Старый Иоким - старый нерез, его покрасневшие глаза сухие и острые как морозный ветер, матерно паскудит беглянку, помнит умения её покорных касаний, знает, как утопать дыханием умеет, забавно побуждения тянет; ещё гуще и неистово злится, материт пасынка пригнутого, овцою коростой и линялой принижает нерадивого.
Иванка с самого девичества привыкла шатко гладить время; без переживаний ступает по пыльной земле, имеет радость от запаха одной затоптанной полыни и одной увиденной ящерицы. Жизнь идёт терпеливо, и все перемены в ней случайны, не умеет обижаться. Тут на пригоне, всё живое превратилось в поветрие медовых цветков; овцы, ослы, собаки, люди - все распрямляли уши, чтобы среди ругани и понуканий дольше ловить затейный нежный смех беглой молодки. Боташ не доволен, что его женщина, одинаково весело улыбается каждому подпаску. Необыкновенно чисто прибирает Иванна шалаш и лачугу, столик тепло застилает, с песней посуду моет, стирает всем одежду. Боташ скрипуче, криво смотрит на пастухов. Что бы выдоить тугое вымя каждой овцы - нужны мужские руки.

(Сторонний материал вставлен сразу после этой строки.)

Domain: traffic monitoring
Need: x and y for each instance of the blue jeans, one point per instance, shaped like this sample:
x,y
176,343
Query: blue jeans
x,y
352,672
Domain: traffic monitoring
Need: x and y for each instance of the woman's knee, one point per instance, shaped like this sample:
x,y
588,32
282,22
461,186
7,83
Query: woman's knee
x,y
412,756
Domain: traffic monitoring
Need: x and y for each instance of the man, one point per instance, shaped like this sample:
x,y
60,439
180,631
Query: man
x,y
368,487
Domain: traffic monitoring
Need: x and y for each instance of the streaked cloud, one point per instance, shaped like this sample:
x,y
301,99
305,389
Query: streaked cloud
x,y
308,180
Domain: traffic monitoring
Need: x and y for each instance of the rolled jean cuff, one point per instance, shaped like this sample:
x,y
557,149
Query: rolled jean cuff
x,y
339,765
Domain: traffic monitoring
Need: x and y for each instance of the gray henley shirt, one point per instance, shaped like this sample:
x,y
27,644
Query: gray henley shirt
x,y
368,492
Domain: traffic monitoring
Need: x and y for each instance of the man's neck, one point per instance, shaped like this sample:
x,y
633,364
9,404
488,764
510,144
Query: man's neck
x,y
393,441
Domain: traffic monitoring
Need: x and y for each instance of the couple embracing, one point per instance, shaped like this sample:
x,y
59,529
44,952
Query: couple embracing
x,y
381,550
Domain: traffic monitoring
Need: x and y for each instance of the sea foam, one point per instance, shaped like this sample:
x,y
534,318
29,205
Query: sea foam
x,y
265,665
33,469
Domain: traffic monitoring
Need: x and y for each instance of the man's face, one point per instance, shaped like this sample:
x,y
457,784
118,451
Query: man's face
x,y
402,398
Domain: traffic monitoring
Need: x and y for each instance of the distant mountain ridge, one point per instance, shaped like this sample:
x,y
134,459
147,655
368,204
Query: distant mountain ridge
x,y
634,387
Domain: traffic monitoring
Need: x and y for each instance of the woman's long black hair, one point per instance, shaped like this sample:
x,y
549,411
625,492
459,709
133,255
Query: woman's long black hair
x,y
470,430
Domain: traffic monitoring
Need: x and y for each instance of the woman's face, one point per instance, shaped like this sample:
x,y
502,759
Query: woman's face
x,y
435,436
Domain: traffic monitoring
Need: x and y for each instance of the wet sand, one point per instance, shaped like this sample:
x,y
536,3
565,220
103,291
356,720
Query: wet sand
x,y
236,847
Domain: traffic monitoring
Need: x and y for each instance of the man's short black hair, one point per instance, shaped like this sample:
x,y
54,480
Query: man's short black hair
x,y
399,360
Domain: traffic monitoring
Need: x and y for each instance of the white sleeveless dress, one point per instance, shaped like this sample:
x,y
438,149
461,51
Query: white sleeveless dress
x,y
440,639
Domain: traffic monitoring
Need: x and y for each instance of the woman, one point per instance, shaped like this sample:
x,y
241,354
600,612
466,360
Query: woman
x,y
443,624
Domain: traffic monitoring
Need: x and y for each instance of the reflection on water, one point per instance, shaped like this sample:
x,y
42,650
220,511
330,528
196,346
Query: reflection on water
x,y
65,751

Одним брезжащим утром, когда хозяин, пастухи и доильщики только начинали выдаивать отару, возле кошары остановилась двуколка. Сзади осталась не проснувшаяся тихая дорога, спереди тот, кого он пришёл убивать. Собаки бросились грызть колёса и копыта. Пресный выстрелил в порыв пастушьих псов. Рассыпавшиеся воробьиные дроби принудили заскулить несдержанных собак, убежали обратно под камышовый навес, лижут жалящие дроби, ждут, когда им нальют из вёдер грязные осадки молока. В ближнем селе глухо били церковные колокола. Красное небо рассыпалось. Пастухи продолжали доить, Боташ тоже доил, он знал за кем пришёл снохарь и не думал бояться; дурно набухшими руками ужимал твёрдое вымя овцы, сцеживал молоко, и неряшливыми словами крыл эту же тихую овцу. Пресный смотрел на блестящие стволы ружья, в носу длинные пахнущие табаком волосы щекочут воспоминания, он не знал, кого следует первым убить, гладил оба ствола сразу. Выстрелил над головой похитителя. Привязанный осёл заревел, бросает копытами землю, подумал простак, что гроза собирается.
- Давай, давай, а то будто бы не всем известно, зачем лютуешь, ведомо какой сводник и бессрамник в чистилище явился.
Лютый сводник, ниже опустил дула, сыпались волчьи дроби.
- Греми, греми, - Боташ беспрерывно паскудил: старика, рассвет, молоко, ружьё. Не ставал с места, освободил выдоенную овцу и другую поймал. - Пусть стреляет! Думает, я его боюсь.
Гнев новых волчьих дробей сбил фуражку Боташу, пастухи пригнулись, ёрзали на стульчиках, пугливая овца вырвалась, хозяин ни сдвинулся с застеленного шкурой пня. Доильщики догадливо подумали: если пришёл убивать хозяина, мы ни при чём, готовая женщина не наша. Пусть нашу отстранённость не задевает.
- Что!? Решил, если своего приёмыша мокнул в кислую кашу, других сможешь запугать, кочан тебе в старое рыло, а не молодуху, - Боташ водил пустой рукой, пытался вытянуть другую овцу из лаза, обругал погонщика.
Не выдоенные овцы рассыпались по загону, в страхе теряют молоко, а Ботуш не любит прорехи в выгоде. Хозяин овчарни исступлённо освирепел, вмиг поднялся, сурово пошёл на вооружённого старика, всем видом выражал удаль и силу, пожалел, что повёлся; нарезную винтовку в сельский дом унёс.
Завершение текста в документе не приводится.